Experts Participate in Advancing CT Future
For this year's first meetings of the Computer Tomography and Digital Radiography subcommittees, the German Society for Non-Destructive Testing (DGZfP) invited participants to YXLON International in Hamburg on 5 and 6 June. Dr.-Ing. Frank Herold, Technology Expert for CT at YXLON, is deputy head of the Computer Tomography subcommittee and Dr.-Ing. Klaus Bavendiek, Director Imaging Development at YXLON, is deputy head of the Digital Radiography subcommittee. Both subcommittees belong to the Radiographic Examination expert committee, whose deputy chairman is Dr.-Ing. Thomas Wenzel, also from YXLON and the technology scout for the entire Swiss Comet Group.

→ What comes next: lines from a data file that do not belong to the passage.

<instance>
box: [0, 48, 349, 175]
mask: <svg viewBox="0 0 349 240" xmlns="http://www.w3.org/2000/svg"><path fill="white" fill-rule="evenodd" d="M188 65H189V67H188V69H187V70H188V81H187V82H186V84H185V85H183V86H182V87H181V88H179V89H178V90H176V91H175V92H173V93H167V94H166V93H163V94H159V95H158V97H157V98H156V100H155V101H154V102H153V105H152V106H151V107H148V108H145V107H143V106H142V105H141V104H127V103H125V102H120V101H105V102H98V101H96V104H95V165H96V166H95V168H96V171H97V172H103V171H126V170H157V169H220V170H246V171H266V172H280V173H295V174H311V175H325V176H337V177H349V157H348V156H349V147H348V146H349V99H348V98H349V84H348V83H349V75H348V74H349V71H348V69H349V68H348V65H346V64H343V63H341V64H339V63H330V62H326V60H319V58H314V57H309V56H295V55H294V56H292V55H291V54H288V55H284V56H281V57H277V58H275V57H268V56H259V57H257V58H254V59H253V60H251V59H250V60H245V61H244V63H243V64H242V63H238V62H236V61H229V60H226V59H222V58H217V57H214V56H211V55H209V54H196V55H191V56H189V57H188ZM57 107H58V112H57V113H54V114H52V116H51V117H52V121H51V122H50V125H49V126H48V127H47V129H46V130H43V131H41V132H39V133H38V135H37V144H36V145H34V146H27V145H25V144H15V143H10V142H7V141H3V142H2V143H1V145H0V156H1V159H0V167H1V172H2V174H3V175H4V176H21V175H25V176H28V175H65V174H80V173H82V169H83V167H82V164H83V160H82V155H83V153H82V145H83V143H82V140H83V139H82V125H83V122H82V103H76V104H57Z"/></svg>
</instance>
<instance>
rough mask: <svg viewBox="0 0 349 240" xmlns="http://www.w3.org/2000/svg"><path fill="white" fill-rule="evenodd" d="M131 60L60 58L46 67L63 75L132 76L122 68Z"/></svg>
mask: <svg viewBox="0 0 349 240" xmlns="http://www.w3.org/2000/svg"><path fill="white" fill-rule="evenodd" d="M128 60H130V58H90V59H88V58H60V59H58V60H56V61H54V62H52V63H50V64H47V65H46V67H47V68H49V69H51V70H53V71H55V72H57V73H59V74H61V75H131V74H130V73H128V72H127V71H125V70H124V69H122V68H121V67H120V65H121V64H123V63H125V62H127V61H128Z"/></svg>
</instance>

In addition to the general and organisational points of the conference and discussion of the status of current projects, the host had ample opportunity to present new developments and research results to around 30 guests during factory tours and demonstrations on the latest X-ray and CT systems. Among other things, ASTM E1695 image quality testing with YXLON's open-source software was presented to the CT subcommittee, and the current project on focal-spot size determination in the micro and nano focus range with the HiCo mask compared to the JIMA mask was demonstrated and intensively discussed by the experts in both committees.

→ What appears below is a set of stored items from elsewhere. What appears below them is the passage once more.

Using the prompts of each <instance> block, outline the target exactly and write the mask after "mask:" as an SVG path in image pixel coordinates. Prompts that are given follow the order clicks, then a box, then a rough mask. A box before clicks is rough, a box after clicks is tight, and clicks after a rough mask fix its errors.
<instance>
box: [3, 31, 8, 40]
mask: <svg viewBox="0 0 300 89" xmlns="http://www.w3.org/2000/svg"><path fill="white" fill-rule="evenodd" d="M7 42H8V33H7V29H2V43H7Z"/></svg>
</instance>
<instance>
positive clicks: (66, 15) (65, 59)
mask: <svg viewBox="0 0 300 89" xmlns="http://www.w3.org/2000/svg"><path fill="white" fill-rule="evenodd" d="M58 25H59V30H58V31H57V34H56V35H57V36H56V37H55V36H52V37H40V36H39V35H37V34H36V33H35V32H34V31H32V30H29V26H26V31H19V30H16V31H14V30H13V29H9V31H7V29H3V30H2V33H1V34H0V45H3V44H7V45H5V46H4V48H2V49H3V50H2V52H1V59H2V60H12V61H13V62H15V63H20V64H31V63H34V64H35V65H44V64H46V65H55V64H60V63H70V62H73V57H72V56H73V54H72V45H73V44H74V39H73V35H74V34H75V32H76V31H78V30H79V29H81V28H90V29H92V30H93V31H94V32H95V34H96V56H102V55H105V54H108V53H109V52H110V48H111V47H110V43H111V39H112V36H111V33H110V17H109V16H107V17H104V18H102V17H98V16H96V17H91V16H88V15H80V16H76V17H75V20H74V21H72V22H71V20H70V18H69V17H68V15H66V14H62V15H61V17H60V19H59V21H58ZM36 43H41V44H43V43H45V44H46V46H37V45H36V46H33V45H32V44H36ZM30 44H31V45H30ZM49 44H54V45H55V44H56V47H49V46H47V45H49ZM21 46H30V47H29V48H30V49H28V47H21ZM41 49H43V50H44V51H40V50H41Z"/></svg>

Just as YXLON's history goes right back to the discovery of X-rays by W.C. Röntgen and the development of the first X-ray tube by C.H.F. Müller, the company has also been closely involved with the DGZfP from the very beginning. When the "Gesellschaft zur Förderung Zerstörungsfreier Prüfverfahren" was founded in 1933, later becoming the DGZfP ("Deutsche Gesellschaft für zerstörungsfreie Prüfung e.V."; the German Society for Non-Destructive Testing), C.H.F. Müller AG in Hamburg was one of the eight industrial companies that supported the society, alongside various authorities, associations and other societies. The founder of the society was Rudolf Berthold, who, after completing his engineering studies, initially focused on X-ray technology in various companies. In 1932, he developed an X-ray machine for non-destructive materials testing, and from 1933 onwards operated the X-ray unit, together with the newly-founded society, at the Berlin-Dahlem State Materials Testing Office.

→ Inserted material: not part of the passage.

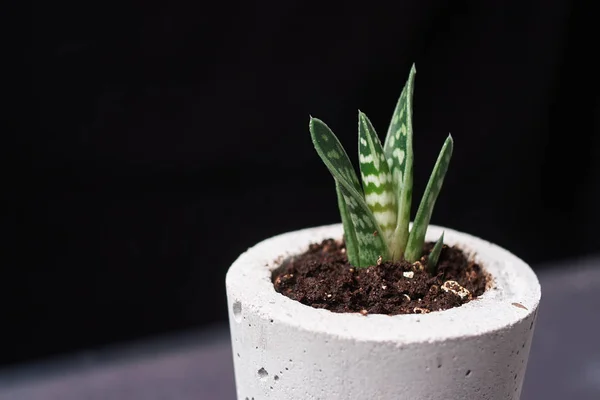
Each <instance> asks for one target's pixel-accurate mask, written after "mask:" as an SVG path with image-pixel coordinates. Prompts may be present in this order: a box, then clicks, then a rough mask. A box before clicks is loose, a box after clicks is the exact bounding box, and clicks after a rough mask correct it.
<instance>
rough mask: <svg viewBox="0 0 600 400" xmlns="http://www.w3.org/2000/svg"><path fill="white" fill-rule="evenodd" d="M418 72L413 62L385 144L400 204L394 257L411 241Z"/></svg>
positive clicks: (389, 165)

The DGZfP is primarily active in science and research as well as in training and further education in the field of non-destructive testing methods, and in its statutes undertakes to make all research results available to the general public. The cooperation in the technical committees and the working groups for the preparation and harmonisation of guidelines and standards at national and international level in particular offers members of the association the opportunity to exert a fundamental influence and to drive forward their own developments.